WSJ reports:
The CLSA China Purchasing Managers Index, a gauge of nationwide manufacturing activity, rose to 51.2 in May from 50.1 in April, CLSA Asia-Pacific Markets said Monday.
May was the second consecutive month the CLSA PMI was above 50.0, after eight months of it being below the key level. A PMI reading above 50.0 indicates the manufacturing economy is expanding, while a reading below 50 indicates contraction.
"For the first time the PMI shows genuine evidence that policy really is gaining traction. While the export orders index remained just below the 50 neutral threshold, total orders jumped to the highest level for 10 months," said CLSA's head of economic research, Eric Fishwick.
"The rate of destocking increased in May, encouraging in light of some anecdotal suggestions that production is running ahead of orders. In aggregate the reverse is true, pointing to sustained output growth in months to come," he added.
While I am not an expert to fully grasp whether China is baking the numbers, the tracking error between these PMI figures and electricity numbers are curious. Add to that this tidbit from the WSJ (hat tip Paul Krugman) and I think we should all be at least cautious of the Chinese rebound story.
The focus these days is on the mismatch between China’s electricity consumption and a key measure of industrial output.

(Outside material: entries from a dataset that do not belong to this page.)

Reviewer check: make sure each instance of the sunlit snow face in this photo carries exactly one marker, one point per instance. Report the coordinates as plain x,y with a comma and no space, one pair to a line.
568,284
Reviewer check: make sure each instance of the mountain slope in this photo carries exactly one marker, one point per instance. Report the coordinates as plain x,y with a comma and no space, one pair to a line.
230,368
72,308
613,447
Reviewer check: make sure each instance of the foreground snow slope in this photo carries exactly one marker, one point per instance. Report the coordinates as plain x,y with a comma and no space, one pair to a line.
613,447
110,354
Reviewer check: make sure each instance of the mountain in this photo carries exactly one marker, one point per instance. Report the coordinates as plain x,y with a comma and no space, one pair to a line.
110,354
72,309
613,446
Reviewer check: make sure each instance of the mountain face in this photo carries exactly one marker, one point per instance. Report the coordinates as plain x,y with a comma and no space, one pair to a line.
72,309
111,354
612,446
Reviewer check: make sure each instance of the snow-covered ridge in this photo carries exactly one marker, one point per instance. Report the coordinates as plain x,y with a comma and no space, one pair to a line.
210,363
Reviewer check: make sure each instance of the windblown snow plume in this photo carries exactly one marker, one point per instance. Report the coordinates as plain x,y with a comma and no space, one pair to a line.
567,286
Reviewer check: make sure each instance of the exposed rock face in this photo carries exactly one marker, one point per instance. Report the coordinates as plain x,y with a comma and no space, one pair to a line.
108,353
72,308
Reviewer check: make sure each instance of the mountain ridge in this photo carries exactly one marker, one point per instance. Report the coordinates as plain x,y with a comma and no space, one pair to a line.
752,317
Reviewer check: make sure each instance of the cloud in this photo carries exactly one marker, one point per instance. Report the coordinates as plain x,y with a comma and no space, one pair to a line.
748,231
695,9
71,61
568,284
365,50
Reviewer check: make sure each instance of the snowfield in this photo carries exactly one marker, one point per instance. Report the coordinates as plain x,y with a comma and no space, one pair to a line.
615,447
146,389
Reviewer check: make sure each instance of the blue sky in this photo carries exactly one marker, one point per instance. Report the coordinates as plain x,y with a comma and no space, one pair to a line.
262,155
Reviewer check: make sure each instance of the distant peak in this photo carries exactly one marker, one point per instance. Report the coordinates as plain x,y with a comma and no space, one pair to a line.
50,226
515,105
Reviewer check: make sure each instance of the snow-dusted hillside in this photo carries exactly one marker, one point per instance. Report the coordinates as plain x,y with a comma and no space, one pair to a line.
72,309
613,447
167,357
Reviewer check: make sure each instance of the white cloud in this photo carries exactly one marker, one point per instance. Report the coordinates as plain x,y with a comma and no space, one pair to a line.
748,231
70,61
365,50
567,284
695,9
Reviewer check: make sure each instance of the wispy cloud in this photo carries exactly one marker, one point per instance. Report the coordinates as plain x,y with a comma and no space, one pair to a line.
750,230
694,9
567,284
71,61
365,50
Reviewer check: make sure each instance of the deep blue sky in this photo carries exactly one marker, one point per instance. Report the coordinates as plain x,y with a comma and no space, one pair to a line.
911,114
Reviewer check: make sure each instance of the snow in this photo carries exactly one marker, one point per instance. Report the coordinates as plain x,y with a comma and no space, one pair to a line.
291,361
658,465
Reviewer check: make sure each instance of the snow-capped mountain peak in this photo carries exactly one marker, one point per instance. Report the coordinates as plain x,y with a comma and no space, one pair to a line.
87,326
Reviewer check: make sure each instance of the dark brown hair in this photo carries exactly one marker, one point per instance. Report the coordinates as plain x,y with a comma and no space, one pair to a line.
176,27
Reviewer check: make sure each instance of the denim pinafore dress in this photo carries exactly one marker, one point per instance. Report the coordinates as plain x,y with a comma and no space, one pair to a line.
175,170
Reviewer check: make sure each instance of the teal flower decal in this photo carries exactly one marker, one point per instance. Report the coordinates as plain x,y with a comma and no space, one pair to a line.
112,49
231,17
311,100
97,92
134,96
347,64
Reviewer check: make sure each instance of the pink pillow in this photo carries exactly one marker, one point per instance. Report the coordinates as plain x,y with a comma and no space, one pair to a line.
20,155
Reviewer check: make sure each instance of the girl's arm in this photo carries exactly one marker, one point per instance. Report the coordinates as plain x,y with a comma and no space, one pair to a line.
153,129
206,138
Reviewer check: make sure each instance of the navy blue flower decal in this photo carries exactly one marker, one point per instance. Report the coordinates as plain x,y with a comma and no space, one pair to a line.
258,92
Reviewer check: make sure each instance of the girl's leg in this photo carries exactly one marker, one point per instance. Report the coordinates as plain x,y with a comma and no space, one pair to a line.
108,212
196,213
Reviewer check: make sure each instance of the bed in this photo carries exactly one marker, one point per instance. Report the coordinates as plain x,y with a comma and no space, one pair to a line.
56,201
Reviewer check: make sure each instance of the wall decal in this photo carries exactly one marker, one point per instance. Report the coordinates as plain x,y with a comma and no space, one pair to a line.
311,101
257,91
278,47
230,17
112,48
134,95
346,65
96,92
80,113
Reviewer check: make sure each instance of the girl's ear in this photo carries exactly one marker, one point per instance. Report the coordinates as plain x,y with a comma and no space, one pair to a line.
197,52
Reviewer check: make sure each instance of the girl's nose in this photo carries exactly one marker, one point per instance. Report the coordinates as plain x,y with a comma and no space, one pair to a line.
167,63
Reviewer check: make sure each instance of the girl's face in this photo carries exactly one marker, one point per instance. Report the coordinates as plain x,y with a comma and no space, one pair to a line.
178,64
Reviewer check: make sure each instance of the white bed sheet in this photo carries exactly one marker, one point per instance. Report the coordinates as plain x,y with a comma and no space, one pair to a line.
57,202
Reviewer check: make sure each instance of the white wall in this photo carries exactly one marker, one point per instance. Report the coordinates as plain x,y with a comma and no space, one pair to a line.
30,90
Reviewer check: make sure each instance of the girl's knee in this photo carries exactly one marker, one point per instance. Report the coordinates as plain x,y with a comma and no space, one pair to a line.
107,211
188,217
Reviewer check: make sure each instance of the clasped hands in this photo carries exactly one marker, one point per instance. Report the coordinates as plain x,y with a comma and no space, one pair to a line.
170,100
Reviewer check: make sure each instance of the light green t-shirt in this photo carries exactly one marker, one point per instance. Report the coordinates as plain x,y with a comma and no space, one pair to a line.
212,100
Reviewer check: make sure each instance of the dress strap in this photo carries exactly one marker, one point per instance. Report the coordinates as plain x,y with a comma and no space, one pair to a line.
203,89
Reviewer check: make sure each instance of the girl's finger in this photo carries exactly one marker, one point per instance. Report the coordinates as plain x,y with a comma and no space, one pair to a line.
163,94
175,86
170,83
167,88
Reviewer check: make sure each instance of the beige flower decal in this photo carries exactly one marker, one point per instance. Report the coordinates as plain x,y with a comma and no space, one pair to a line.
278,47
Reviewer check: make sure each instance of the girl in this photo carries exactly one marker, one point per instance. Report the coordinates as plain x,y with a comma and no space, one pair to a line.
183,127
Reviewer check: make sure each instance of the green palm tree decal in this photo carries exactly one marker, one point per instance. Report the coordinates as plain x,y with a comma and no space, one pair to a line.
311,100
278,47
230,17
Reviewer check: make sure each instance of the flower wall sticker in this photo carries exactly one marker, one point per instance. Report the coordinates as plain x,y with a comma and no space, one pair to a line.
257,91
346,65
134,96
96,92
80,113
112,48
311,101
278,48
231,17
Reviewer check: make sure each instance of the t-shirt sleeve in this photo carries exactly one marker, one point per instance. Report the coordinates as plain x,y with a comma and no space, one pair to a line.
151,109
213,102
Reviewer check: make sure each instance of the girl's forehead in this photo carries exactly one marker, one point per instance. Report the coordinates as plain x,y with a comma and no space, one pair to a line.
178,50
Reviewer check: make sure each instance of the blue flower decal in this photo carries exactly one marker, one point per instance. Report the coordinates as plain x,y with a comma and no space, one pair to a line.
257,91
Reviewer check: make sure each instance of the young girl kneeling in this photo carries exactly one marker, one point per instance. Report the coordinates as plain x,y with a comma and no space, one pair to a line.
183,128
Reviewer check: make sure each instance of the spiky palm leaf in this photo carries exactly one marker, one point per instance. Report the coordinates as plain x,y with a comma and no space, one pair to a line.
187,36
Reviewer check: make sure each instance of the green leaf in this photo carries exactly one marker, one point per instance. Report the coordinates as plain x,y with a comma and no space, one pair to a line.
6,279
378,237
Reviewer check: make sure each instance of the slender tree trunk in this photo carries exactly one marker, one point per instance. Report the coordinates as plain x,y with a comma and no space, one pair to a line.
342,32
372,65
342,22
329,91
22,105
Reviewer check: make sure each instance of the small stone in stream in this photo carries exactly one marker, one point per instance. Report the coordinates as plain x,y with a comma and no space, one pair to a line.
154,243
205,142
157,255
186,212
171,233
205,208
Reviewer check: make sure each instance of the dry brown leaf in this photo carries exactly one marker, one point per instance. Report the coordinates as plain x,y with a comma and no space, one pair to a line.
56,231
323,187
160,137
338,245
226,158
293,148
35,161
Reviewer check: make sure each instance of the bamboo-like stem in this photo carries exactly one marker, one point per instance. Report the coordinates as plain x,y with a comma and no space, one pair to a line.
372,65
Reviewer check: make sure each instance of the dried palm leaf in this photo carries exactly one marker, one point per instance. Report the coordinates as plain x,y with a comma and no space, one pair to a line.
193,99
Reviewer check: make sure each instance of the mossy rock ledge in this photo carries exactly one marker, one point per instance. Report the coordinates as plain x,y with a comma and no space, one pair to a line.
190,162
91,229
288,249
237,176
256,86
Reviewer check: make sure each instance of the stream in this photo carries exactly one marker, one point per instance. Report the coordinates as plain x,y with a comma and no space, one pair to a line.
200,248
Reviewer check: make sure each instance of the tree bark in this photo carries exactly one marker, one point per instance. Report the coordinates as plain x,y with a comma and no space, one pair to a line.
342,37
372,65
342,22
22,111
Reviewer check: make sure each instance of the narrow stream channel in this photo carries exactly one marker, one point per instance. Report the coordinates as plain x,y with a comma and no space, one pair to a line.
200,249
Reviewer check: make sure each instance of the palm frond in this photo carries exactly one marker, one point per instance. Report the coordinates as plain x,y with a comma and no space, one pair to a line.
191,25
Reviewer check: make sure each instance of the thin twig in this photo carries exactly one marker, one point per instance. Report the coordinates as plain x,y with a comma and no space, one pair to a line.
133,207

For most of the past decade, China’s industrial value-added growth (IVA) –industry output less input costs – has moved broadly in step with movements in electricity consumption. But the relationship’s broken down recently: electricity use is still seeing negative growth, while IVA is growing at a decent positive rate again.
Some China analysts are crying foul: If IVA growth figures are being cooked, surely that means China’s recent GDP data have been overstated too. China’s statisticians use IVA output to estimate what accounts for nearly half of China’s GDP.
China’s association of electricity generators has a solution: it’s stopped publishing consumption data.